De la guerra a la batalla mediática
Hubo un tiempo en que gran parte de los intelectuales tenían, o decían tener, ideas claras: Estados Unidos era la culminación del imperialismo. No dudaba en mantener gobiernos títeres y serviles a sus intereses económicos y cuando los pueblos se rebelaban intervenía con sus hombres y armas para mantenerlos o reemplazarlos por otros formados en sus bases militares o esferas de influencia, a costa de feroces represalias con torturas, encarcelamientos y asesinatos masivos sobre los rebeldes.
En América, su patio trasero. Más lejos, fuese Corea, Vietnam, otros lugares que deseaba situar bajo su influencia, participando en guerras devastadoras y de larga duración por la oposición que encontraba entre sus pueblos. Oriente Medio, la balsa del petróleo y los sátrapas de toda índole, también ha conocido en las últimas décadas del siglo XX su desmesurada e impune acción criminal.

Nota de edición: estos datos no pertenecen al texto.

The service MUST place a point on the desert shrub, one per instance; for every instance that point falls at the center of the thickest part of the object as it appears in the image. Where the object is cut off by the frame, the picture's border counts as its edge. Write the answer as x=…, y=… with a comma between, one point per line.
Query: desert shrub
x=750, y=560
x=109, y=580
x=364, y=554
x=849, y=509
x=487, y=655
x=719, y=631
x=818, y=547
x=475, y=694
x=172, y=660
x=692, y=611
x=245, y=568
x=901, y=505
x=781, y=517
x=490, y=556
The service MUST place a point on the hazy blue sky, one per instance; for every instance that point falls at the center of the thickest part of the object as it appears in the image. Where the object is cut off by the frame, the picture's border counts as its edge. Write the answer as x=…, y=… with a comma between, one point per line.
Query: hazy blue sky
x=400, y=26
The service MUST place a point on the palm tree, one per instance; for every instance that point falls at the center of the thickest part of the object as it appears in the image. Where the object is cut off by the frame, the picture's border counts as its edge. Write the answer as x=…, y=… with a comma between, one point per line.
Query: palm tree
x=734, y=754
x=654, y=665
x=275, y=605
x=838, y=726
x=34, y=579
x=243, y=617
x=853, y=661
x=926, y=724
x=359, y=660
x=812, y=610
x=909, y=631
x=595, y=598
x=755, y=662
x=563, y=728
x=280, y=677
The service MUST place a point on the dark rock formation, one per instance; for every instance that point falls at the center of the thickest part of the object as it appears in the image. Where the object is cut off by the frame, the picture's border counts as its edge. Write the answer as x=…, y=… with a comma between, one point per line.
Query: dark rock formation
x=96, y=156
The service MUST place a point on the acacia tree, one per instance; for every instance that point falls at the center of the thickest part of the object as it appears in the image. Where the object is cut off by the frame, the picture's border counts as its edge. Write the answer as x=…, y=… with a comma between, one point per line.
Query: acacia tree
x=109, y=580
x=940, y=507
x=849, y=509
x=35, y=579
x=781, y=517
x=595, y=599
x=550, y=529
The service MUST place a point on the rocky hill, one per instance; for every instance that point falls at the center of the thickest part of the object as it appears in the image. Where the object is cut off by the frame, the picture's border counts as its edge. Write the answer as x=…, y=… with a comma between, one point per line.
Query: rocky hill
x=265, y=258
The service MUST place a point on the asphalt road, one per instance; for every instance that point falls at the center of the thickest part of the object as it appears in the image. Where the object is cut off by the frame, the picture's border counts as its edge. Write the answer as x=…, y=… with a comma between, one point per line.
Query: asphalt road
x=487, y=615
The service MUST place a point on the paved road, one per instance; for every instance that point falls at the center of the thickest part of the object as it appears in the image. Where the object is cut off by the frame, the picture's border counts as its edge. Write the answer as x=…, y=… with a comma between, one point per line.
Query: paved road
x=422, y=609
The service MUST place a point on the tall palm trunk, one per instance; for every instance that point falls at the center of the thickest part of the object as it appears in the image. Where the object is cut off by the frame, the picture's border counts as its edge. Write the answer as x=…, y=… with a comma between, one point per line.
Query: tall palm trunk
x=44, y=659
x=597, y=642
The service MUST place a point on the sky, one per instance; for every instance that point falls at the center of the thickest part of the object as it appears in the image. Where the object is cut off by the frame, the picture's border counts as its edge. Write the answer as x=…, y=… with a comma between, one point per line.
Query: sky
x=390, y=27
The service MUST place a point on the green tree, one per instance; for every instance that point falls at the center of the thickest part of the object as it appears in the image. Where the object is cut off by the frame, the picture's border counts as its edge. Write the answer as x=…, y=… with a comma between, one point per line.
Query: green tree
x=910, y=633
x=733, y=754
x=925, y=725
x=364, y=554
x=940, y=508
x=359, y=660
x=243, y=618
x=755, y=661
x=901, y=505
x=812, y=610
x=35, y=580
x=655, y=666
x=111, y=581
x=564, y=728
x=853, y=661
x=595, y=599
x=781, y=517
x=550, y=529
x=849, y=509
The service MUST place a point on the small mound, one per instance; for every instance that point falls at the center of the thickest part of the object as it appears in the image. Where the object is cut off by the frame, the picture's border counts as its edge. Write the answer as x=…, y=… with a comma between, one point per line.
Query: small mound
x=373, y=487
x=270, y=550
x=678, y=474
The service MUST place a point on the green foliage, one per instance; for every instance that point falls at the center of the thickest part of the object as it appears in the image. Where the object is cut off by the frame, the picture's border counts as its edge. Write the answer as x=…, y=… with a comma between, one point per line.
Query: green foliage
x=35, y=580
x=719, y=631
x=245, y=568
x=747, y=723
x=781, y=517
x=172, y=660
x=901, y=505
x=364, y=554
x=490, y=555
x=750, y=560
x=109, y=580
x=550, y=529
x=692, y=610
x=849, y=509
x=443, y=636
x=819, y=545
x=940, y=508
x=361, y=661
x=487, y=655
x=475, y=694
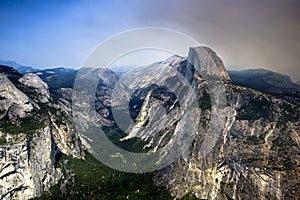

Pero Estados Unidos ha ganado hoy la batalla mediática. Ha conseguido la domesticación absoluta de los medios de comunicación y la pasividad o idiotez de muchos de aquellos intelectuales. Compra periódicos, televisiones y conciencias. Soportamos que solo parezca existir ya una «cultura» en el mundo, la impuesta por ellos: en cine, música, literatura, deportes, hábitos de vida, hasta -aquí es donde más trabajo le cuesta entrar, al fin es cuestión de estómago, no de pensamiento- en comida y bebida. Cadenas de radio como la SER, periódicos como EL PAÍS, se han rendido a su vasallaje por treinta monedas. Otros periódicos, radios o televisiones no necesitan ni esas 30 monedas: son serviles y lacayos por esencias ideológicas. Las informaciones, editoriales, artículos de opinión, contra los regímenes políticos no «gobernados» por su influencia, por su falta de objetividad y sobre todo por el contraste dado el volumen de información y crítica que generan con el silencio ante otros países donde el nepotismo, la corrupción, la miseria y exclusión social son más manifiestos, no producen sino náuseas.
¿Y los intelectuales? En silencio, cuando no en culpable colaboración. Estados Unidos puede bombardear impunemente pueblos enteros, o desplegar sus ejércitos en ellos -en estos días se acentúa el servilismo del gobierno español cediendo más terreno para sus bases militares agresoras- desplegar sus ejércitos donde le venga en gana, no digamos apoyar revueltas, y ejemplos de uno y otro caso van de Libia y Afganistán a Honduras o Venezuela, pero que nadie toque otros conflictos, como ocurre ahora en Ucrania. Puede rodear con barcos cargados de armas los mares de Oriente Medio, pero que a ningún otro país se le ocurra defender los suyos, como ocurre en Crimea por ejemplo. Defiende los nacionalismos que son afines a sus intereses estratégicos y económicos -aunque sean de extrema derecha, fascistas o integristas religiosos y antihumanos-pero no permite otros que -ni los juzgamos ni defendemos que esa es otra historia- no se ajusten a sus intereses económicos o de dominio estratégico, el gas, el petróleo, los minerales preciosos o el enclave para propiciar sus ataques en caso de conflicto armado.
Silencios. Complicidad. Carencias de pensamiento y libertad. Gobiernos, pero también intelectuales postrados de rodillas ante el poder despótico del imperialismo de nuestros días.